Modelling Residential Supply Tasks Based on Digital Orthophotography Using Machine Learning
This provides a more granular approach for researchers and planners to assess grid challenges from electric vehicle charging, though it is incremental as it builds on existing supply task methodologies.
The paper tackles the problem of modeling residential electricity demand for grid integration of electric vehicles by developing a method that uses digital orthophotography to identify buildings, classify types, and determine demand, with results showing an average 9% deviation from a reference method.
In order to achieve the climate targets, electrification of individual mobility is essential.
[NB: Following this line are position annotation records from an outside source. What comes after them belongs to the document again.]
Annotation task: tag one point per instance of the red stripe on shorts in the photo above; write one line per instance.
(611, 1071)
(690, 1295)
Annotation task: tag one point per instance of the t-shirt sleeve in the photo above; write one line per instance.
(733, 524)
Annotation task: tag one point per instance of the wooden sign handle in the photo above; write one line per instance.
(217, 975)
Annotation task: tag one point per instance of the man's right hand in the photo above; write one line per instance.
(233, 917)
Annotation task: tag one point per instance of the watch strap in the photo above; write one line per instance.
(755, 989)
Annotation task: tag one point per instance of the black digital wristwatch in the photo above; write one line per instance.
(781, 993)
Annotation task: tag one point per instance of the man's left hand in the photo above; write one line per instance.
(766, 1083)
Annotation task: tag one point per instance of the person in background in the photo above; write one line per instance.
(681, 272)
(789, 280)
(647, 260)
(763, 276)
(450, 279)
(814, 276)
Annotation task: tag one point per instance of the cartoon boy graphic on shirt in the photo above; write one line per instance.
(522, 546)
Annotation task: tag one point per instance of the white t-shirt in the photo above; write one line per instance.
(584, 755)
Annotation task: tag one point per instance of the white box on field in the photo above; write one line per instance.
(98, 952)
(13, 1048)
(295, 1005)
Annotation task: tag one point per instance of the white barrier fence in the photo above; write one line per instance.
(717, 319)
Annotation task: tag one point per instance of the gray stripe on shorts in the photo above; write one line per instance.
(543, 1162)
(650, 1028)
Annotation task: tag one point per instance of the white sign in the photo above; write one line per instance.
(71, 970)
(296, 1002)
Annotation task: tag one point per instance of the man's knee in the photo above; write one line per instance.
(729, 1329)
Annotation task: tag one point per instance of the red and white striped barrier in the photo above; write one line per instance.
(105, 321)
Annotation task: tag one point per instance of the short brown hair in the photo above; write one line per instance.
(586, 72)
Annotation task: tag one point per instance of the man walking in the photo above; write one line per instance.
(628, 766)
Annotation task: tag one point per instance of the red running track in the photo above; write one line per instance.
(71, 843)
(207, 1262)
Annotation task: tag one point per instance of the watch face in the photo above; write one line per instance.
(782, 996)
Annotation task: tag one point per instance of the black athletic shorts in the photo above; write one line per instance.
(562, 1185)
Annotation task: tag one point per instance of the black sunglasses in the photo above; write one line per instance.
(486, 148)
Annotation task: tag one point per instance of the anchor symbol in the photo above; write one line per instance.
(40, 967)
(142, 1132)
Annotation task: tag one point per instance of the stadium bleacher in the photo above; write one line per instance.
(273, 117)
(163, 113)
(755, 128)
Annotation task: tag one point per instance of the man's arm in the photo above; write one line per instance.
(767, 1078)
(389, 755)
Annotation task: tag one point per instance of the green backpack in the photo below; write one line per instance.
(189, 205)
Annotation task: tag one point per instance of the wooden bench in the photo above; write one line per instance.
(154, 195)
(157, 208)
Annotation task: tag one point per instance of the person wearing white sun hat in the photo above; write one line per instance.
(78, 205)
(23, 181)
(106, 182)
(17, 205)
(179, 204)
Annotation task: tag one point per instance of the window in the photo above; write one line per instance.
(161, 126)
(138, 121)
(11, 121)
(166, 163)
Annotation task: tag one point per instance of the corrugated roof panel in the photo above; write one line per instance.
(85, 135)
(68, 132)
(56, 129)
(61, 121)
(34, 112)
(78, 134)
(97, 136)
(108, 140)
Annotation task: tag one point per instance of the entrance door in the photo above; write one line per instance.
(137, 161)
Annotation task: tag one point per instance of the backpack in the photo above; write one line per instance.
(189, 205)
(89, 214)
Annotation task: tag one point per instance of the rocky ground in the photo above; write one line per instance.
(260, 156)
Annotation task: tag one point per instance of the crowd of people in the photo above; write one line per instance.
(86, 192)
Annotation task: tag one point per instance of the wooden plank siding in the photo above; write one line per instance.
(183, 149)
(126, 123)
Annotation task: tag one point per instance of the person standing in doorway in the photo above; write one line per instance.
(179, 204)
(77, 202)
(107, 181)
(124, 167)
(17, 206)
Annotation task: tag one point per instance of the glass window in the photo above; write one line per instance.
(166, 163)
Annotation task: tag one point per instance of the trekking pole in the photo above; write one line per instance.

However, grid integration of electrical vehicles poses challenges for the electrical distribution network due to high charging power and simultaneity. To investigate these challenges in research studies, the network-referenced supply task needs to be modeled. Previous research work utilizes data that is not always complete or sufficiently granular in space. This is why this paper presents a methodology which allows a holistic determination of residential supply tasks based on orthophotos. To do this, buildings are first identified from orthophotos, then residential building types are classified, and finally the electricity demand of each building is determined. In an exemplary case study, we validate the presented methodology and compare the results with another supply task methodology. The results show that the electricity demand deviates from the results of a reference method by an average 9%. Deviations result mainly from the parameterization of the selected residential building types. Thus, the presented methodology is able to model supply tasks similarly as other methods but more granular.